Actually we don't use soap on submarines. We lick each other clean like cats. (not pussies) That way we are still in practice when we get home and our Marine Brothers get deployed (fair turnaround) Remember Marines have wives/girlfriends/sisters too!
:lol:

You guys can pick on SEALS if you want. Just remember they're not as forgiving/loving as bubbleheads...................and they are arguably better at kicking ass too
:shock:


----------



## GARDA (Dec 30, 2003)

[You guys can pick on SEALS if you want. Just remember they're not as forgiving/loving as bubbleheads...................and they are arguably better at kicking ass too
:shock:[/quote]

Hey, what the hell...if Demi Moore can become a SEAL...wait a minute, we have Jim Neighbors (Gomer Pyle-USMC) as our poster boy...just forget I said that. :lol:

I've never met a SEAL before... :ninja: ...aren't they the ones who sneak in and out of the theatre of operations before the "real" fighting begins... :wink: Cry Havoc!, and let slip the dogs of war! = Marines :twisted: ( or perhaps more accurately known as: "SELF-PROPELLED SANDBAGS"! :crazy:


----------



## mpd61 (Aug 7, 2002)

GARDA said:


> [
> I've never met a SEAL before... :ninja: ...aren't they the ones who sneak in and out of the theatre of operations before the "real" fighting begins... :wink:


I think they're the fellas that go on rescue missions..............like the one in Afghanistan where the SEAL gunner tumbled out the rear door of a helo, went head-on at the bad guys, and took out a dozen or more before going down himself. He could have tried evasion, but probably felt zapping all those badguys was better..............just a guess


----------



## USMCTrooper (Oct 23, 2003)

*US NAVY OATH OF ALLEGIANCE*

I, Top Gun, in lieu of going to prison, swear to sign away four years of my life to the United States Navy because I want to hang out with Marines without actually having to BE one of them, because I thought the Air Force was too "corporate", and because I thought "Hey, I like to swim....why not"? I promise to wear clothing that went out of style in 1976 and to have my name stencilled on the butt of every pair of pants I own.

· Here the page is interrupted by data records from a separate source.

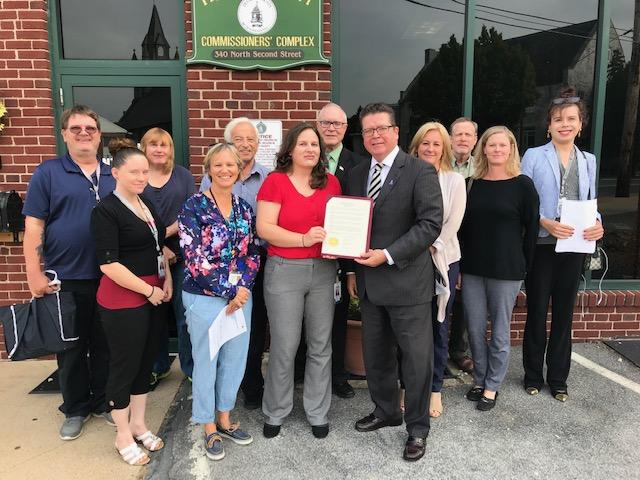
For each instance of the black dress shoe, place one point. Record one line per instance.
(270, 431)
(320, 431)
(414, 448)
(343, 390)
(474, 394)
(371, 423)
(485, 404)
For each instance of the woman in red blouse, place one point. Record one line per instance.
(298, 282)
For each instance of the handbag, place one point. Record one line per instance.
(43, 326)
(594, 261)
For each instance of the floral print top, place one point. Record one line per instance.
(214, 247)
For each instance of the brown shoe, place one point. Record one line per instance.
(465, 364)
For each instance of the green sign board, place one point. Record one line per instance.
(250, 34)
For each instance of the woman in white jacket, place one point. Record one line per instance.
(432, 144)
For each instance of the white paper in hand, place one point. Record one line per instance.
(224, 328)
(580, 214)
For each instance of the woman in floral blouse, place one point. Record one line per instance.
(217, 237)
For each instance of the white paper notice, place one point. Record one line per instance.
(580, 214)
(224, 328)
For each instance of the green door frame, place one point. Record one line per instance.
(67, 73)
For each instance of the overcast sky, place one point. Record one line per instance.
(382, 42)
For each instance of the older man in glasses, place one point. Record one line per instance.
(60, 198)
(395, 280)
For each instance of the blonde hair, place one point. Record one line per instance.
(216, 150)
(444, 163)
(158, 135)
(480, 159)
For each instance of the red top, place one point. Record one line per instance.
(297, 212)
(113, 297)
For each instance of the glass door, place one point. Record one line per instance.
(129, 106)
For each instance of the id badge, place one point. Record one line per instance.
(337, 291)
(234, 278)
(161, 273)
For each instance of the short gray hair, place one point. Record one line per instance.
(463, 120)
(233, 124)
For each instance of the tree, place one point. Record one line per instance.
(504, 81)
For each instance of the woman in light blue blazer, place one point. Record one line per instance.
(559, 170)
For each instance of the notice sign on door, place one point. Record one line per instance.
(251, 34)
(270, 138)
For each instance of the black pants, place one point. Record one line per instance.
(458, 340)
(408, 328)
(134, 338)
(82, 371)
(555, 277)
(253, 381)
(338, 339)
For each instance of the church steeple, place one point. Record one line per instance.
(155, 45)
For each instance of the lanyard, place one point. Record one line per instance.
(148, 218)
(94, 186)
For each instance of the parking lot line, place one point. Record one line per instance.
(605, 372)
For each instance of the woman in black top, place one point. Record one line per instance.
(498, 238)
(129, 237)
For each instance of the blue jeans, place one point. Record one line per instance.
(184, 342)
(215, 382)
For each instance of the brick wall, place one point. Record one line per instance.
(28, 136)
(215, 95)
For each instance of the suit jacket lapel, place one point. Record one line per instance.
(391, 180)
(552, 158)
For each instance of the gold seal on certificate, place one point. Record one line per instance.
(347, 221)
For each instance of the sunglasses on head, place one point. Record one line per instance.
(562, 100)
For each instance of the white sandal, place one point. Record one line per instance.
(134, 455)
(150, 441)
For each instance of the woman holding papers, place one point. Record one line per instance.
(217, 237)
(559, 170)
(129, 236)
(432, 144)
(298, 282)
(498, 239)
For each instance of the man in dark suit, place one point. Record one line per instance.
(332, 125)
(395, 277)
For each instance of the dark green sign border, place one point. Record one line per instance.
(196, 7)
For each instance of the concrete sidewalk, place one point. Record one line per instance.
(593, 435)
(29, 424)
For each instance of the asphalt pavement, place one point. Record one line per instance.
(594, 435)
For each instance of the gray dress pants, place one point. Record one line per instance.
(489, 299)
(295, 289)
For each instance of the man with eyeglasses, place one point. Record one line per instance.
(60, 197)
(332, 125)
(394, 279)
(464, 135)
(244, 136)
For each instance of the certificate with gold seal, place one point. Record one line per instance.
(347, 221)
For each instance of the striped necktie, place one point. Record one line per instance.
(376, 182)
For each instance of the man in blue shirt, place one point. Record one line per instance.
(244, 136)
(60, 198)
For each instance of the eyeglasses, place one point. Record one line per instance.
(368, 132)
(76, 129)
(562, 100)
(327, 124)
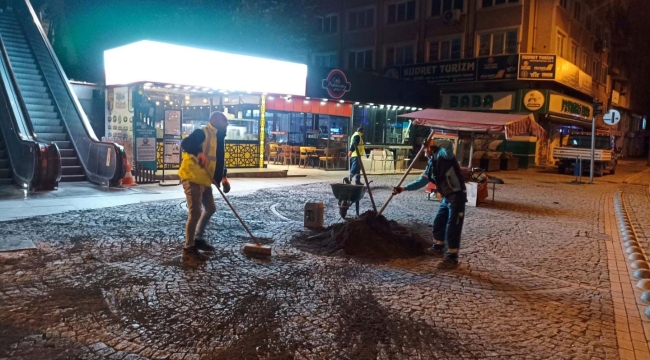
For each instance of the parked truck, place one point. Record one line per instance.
(579, 147)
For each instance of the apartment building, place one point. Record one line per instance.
(548, 57)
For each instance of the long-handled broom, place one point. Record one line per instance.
(255, 249)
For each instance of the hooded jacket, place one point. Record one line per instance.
(443, 170)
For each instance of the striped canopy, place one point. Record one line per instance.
(510, 124)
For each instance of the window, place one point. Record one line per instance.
(560, 44)
(564, 4)
(573, 53)
(400, 55)
(584, 61)
(438, 7)
(330, 60)
(328, 24)
(361, 59)
(595, 67)
(401, 12)
(361, 19)
(502, 42)
(577, 11)
(444, 49)
(488, 3)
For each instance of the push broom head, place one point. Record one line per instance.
(256, 250)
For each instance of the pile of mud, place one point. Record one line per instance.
(367, 236)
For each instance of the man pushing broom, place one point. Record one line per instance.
(203, 154)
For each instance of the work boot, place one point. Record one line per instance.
(435, 252)
(447, 264)
(203, 245)
(192, 254)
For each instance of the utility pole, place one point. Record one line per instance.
(598, 109)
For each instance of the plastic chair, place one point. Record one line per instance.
(377, 155)
(273, 153)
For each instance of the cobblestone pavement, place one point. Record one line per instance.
(109, 284)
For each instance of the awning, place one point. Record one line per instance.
(510, 124)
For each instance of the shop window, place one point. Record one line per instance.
(438, 7)
(573, 53)
(560, 44)
(330, 60)
(565, 4)
(488, 3)
(444, 49)
(577, 11)
(498, 43)
(401, 12)
(328, 24)
(360, 59)
(400, 55)
(595, 68)
(361, 19)
(584, 63)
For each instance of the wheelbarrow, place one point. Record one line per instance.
(346, 195)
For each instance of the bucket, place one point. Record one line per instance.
(314, 213)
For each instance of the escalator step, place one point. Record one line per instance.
(45, 122)
(32, 88)
(43, 114)
(65, 147)
(73, 178)
(45, 108)
(71, 161)
(71, 170)
(21, 76)
(52, 136)
(36, 101)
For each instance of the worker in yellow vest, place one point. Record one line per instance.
(203, 164)
(355, 167)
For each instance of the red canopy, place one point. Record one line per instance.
(511, 124)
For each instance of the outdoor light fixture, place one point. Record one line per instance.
(130, 64)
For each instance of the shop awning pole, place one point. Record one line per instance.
(424, 144)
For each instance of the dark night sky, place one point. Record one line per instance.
(95, 26)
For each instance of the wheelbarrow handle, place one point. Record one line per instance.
(407, 171)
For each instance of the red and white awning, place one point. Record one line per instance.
(510, 124)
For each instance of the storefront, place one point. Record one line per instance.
(336, 103)
(158, 93)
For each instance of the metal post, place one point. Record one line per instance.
(593, 149)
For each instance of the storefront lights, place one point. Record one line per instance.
(199, 67)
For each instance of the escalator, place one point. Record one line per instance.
(6, 177)
(24, 161)
(46, 122)
(50, 105)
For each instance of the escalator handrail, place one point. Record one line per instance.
(120, 163)
(47, 161)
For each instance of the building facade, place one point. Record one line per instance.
(548, 57)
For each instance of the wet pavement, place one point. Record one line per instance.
(534, 281)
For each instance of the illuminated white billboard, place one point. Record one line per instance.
(150, 61)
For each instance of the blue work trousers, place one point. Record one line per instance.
(448, 223)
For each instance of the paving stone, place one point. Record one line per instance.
(533, 281)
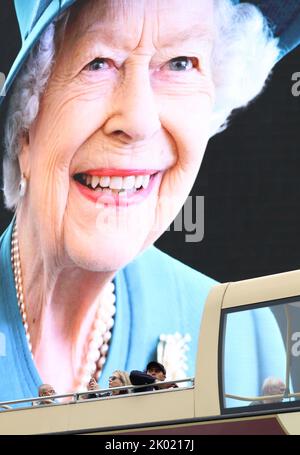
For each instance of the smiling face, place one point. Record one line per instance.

I understand that I will be mistaken for the Good Humor man during the summer, and for the Waffen SS during the winter. I will strive to use a different language that the rest of the English-speaking world, using words like "deck, bulkhead, cover and head" when I really mean "floor, wall, hat and toilet". I will take great pride in the fact that all Navy acronyms, ranks and insignia and everything else for that matter are completely different from the other services and make absolutely no sense whatsoever. I will muster (whatever that is) at 0700 hours every morning unless I am buddy-buddy with the Chief, in which case I will show up around 0930 hours. I vow to hone my coffee cup handling skills to the point that I can stand up in a kayak being tossed around in a typhoon and still not spill a drop. I consent to being promoted and subsequently busted at least twice each fiscal year. I realize that once selected for Chief, I am required to submit myself to the sick and quite possibly illegal whims of my new-found "colleagues". So help me Neptune.....

:lol:


----------



## DODK911 (May 21, 2003)

Hey isnt this a MARINE post? All this Navy talk is making me a little dizzy! HAHAHA....

SEMPER FI


----------



## mpd61 (Aug 7, 2002)

Oh just cut it out ya big lug!!!!!
:wl:


----------